Chrome supports live microphone input from getUserMedia() to the Web Audio API for real-time effects. Piping microphone input to the Web Audio API looks like this:

window.AudioContext = window.AudioContext ||
                      window.webkitAudioContext;

var context = new AudioContext();

navigator.getUserMedia({audio: true}, function(stream) {
  var microphone = context.createMediaStreamSource(stream);
  var filter = context.createBiquadFilter();

  // microphone -> filter -> destination.
  microphone.connect(filter);
  filter.connect(context.destination);
}, errorCallback);

Demos:

For more information, see Chris Wilson's post.

Conclusion

In general, device access on the web has been a tough cookie to crack. Many people have tried, few have succeeded. Most of the early ideas have never taken hold outside of a proprietary environment nor have they gained widespread adoption.
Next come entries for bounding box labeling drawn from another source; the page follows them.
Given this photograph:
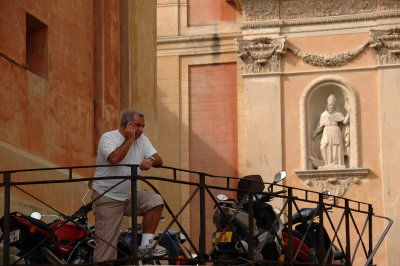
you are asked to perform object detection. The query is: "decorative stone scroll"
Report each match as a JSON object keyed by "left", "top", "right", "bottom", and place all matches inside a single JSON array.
[
  {"left": 295, "top": 168, "right": 369, "bottom": 197},
  {"left": 370, "top": 28, "right": 400, "bottom": 65},
  {"left": 235, "top": 37, "right": 286, "bottom": 74},
  {"left": 288, "top": 42, "right": 369, "bottom": 67}
]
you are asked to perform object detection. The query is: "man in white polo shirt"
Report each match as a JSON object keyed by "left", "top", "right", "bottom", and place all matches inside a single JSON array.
[{"left": 92, "top": 110, "right": 168, "bottom": 261}]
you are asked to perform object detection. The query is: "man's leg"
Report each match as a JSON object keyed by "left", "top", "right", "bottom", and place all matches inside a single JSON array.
[
  {"left": 143, "top": 205, "right": 163, "bottom": 234},
  {"left": 125, "top": 190, "right": 164, "bottom": 247},
  {"left": 92, "top": 191, "right": 127, "bottom": 262}
]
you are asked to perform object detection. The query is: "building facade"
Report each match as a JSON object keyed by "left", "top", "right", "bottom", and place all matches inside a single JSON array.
[
  {"left": 157, "top": 0, "right": 400, "bottom": 265},
  {"left": 0, "top": 0, "right": 157, "bottom": 224}
]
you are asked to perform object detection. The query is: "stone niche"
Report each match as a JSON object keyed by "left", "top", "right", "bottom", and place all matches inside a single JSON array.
[{"left": 296, "top": 76, "right": 369, "bottom": 196}]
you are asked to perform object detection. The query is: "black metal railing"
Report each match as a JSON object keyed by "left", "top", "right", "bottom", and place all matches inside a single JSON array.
[{"left": 0, "top": 164, "right": 392, "bottom": 265}]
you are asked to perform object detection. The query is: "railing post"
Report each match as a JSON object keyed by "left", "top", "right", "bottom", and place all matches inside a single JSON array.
[
  {"left": 247, "top": 191, "right": 255, "bottom": 265},
  {"left": 199, "top": 173, "right": 206, "bottom": 255},
  {"left": 345, "top": 199, "right": 351, "bottom": 265},
  {"left": 131, "top": 165, "right": 138, "bottom": 265},
  {"left": 286, "top": 188, "right": 293, "bottom": 265},
  {"left": 368, "top": 204, "right": 374, "bottom": 265},
  {"left": 318, "top": 193, "right": 325, "bottom": 263},
  {"left": 3, "top": 172, "right": 11, "bottom": 265}
]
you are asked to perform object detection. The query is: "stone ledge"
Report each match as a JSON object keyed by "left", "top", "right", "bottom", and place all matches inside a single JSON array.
[{"left": 295, "top": 168, "right": 370, "bottom": 197}]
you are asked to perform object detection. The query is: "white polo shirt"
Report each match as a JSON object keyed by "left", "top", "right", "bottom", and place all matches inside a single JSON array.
[{"left": 93, "top": 129, "right": 157, "bottom": 200}]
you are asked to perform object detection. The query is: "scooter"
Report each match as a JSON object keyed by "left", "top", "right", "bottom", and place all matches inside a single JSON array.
[
  {"left": 211, "top": 171, "right": 286, "bottom": 265},
  {"left": 0, "top": 201, "right": 94, "bottom": 264},
  {"left": 283, "top": 208, "right": 344, "bottom": 264}
]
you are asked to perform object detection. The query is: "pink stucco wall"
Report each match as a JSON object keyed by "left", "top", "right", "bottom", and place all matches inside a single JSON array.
[{"left": 189, "top": 63, "right": 238, "bottom": 249}]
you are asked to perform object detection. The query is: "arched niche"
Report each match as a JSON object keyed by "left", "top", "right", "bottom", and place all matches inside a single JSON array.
[
  {"left": 295, "top": 76, "right": 369, "bottom": 196},
  {"left": 300, "top": 76, "right": 359, "bottom": 170}
]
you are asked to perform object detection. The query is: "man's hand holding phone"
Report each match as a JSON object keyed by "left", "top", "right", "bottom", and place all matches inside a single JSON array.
[{"left": 125, "top": 122, "right": 136, "bottom": 140}]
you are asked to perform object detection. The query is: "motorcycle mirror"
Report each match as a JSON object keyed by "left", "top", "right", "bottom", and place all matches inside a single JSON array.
[
  {"left": 217, "top": 194, "right": 229, "bottom": 200},
  {"left": 322, "top": 191, "right": 331, "bottom": 199},
  {"left": 31, "top": 212, "right": 42, "bottom": 220},
  {"left": 274, "top": 171, "right": 286, "bottom": 183}
]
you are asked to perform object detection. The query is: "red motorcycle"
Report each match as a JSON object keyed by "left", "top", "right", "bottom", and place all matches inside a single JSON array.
[{"left": 0, "top": 205, "right": 94, "bottom": 264}]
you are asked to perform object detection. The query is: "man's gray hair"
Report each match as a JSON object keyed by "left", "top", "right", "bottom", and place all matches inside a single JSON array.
[{"left": 120, "top": 110, "right": 144, "bottom": 127}]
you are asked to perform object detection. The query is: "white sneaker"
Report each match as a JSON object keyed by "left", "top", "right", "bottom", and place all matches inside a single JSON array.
[{"left": 138, "top": 239, "right": 168, "bottom": 257}]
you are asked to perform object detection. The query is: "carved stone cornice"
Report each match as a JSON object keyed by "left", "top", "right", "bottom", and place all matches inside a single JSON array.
[
  {"left": 240, "top": 11, "right": 400, "bottom": 30},
  {"left": 288, "top": 42, "right": 369, "bottom": 67},
  {"left": 295, "top": 168, "right": 369, "bottom": 197},
  {"left": 236, "top": 0, "right": 400, "bottom": 22},
  {"left": 235, "top": 37, "right": 286, "bottom": 74},
  {"left": 370, "top": 28, "right": 400, "bottom": 65}
]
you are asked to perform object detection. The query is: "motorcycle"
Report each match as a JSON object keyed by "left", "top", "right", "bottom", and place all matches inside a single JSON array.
[
  {"left": 282, "top": 208, "right": 344, "bottom": 264},
  {"left": 211, "top": 171, "right": 286, "bottom": 265},
  {"left": 117, "top": 224, "right": 193, "bottom": 265},
  {"left": 0, "top": 202, "right": 94, "bottom": 264}
]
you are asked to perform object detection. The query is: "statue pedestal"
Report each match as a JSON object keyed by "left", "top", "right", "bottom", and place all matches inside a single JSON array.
[{"left": 295, "top": 168, "right": 369, "bottom": 197}]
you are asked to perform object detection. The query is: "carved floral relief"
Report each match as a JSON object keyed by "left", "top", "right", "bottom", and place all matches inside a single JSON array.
[
  {"left": 236, "top": 37, "right": 286, "bottom": 74},
  {"left": 370, "top": 28, "right": 400, "bottom": 65}
]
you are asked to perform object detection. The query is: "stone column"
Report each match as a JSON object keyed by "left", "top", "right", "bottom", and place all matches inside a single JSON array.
[
  {"left": 236, "top": 38, "right": 285, "bottom": 182},
  {"left": 371, "top": 29, "right": 400, "bottom": 265}
]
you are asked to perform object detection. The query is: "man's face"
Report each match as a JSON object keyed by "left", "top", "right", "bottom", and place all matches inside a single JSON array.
[
  {"left": 326, "top": 103, "right": 335, "bottom": 114},
  {"left": 131, "top": 116, "right": 145, "bottom": 139}
]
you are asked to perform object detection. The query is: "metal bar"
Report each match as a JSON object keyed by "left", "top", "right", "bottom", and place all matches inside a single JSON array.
[
  {"left": 131, "top": 166, "right": 138, "bottom": 265},
  {"left": 199, "top": 173, "right": 206, "bottom": 260},
  {"left": 318, "top": 193, "right": 326, "bottom": 263},
  {"left": 351, "top": 216, "right": 369, "bottom": 263},
  {"left": 247, "top": 191, "right": 254, "bottom": 265},
  {"left": 345, "top": 199, "right": 351, "bottom": 265},
  {"left": 142, "top": 179, "right": 199, "bottom": 254},
  {"left": 3, "top": 172, "right": 11, "bottom": 265},
  {"left": 368, "top": 204, "right": 374, "bottom": 265},
  {"left": 365, "top": 215, "right": 393, "bottom": 266},
  {"left": 286, "top": 188, "right": 294, "bottom": 264}
]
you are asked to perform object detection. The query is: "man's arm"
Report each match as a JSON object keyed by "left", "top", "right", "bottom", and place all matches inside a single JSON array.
[
  {"left": 139, "top": 153, "right": 163, "bottom": 170},
  {"left": 107, "top": 124, "right": 135, "bottom": 164}
]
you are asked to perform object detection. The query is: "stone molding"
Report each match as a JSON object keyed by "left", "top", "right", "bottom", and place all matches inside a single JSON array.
[
  {"left": 370, "top": 28, "right": 400, "bottom": 65},
  {"left": 287, "top": 42, "right": 369, "bottom": 67},
  {"left": 235, "top": 37, "right": 286, "bottom": 74},
  {"left": 295, "top": 168, "right": 370, "bottom": 197},
  {"left": 231, "top": 0, "right": 400, "bottom": 29}
]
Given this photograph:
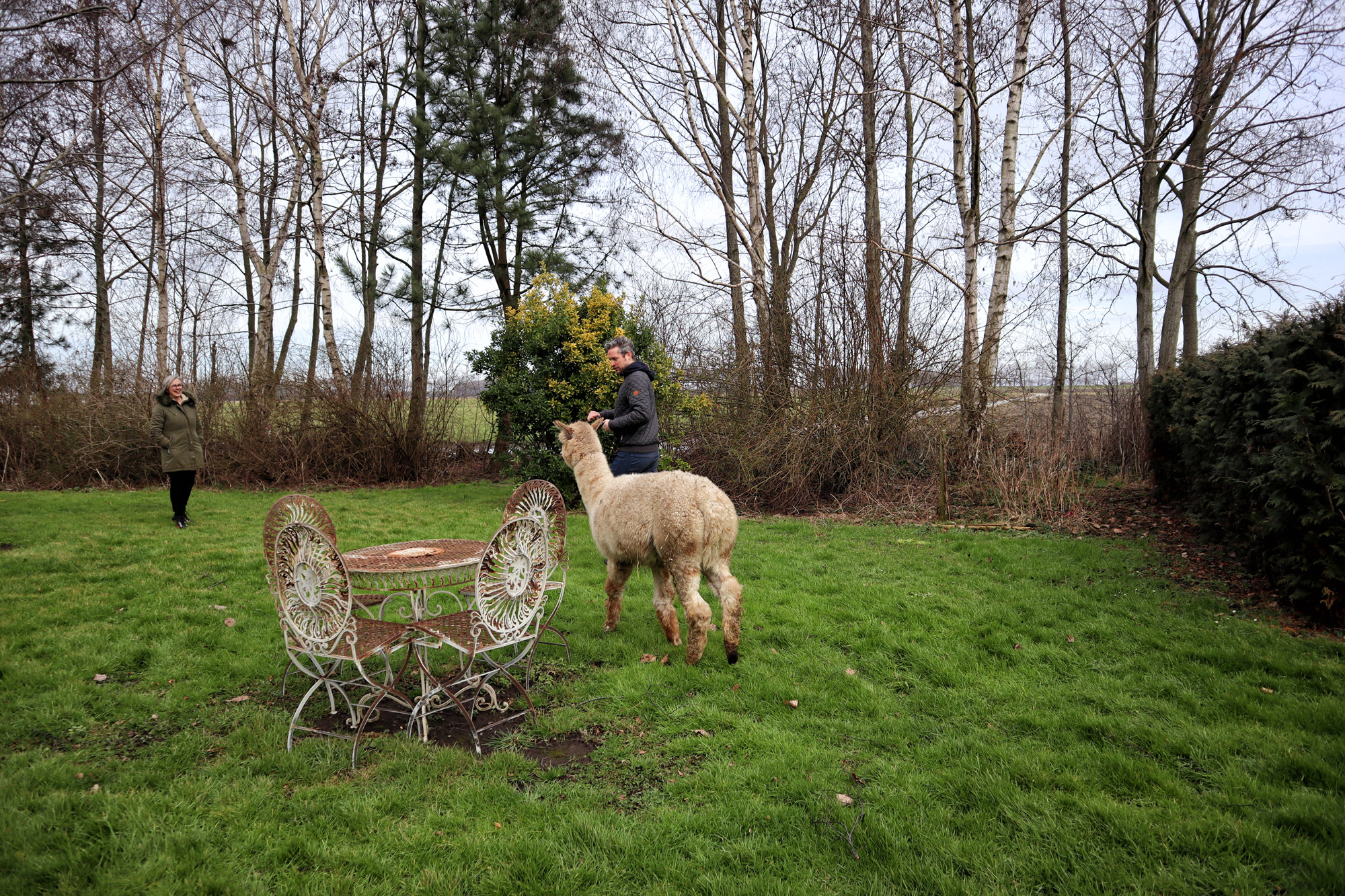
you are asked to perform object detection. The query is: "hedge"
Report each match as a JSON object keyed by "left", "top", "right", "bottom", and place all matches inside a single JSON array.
[{"left": 1146, "top": 297, "right": 1345, "bottom": 614}]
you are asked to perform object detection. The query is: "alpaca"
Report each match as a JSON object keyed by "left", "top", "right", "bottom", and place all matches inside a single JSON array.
[{"left": 554, "top": 419, "right": 742, "bottom": 665}]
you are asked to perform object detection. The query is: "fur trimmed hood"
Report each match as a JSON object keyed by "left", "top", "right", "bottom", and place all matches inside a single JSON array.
[{"left": 155, "top": 389, "right": 196, "bottom": 407}]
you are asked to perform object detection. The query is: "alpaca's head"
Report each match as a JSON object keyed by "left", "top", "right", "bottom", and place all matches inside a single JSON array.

The real problem is that the web's security model is very different from the native world. For example, I probably don't want every Joe Shmoe web site to have random access to my video camera. It's a tough problem to get right.

Bridging frameworks like PhoneGap have helped push the boundary, but they're only a start and a temporary solution to an underlying problem. To make web apps competitive to their desktop counterparts, we need access to native devices.

getUserMedia() is but the first wave of access to new types of devices. I hope we'll continue to see more in the very near future!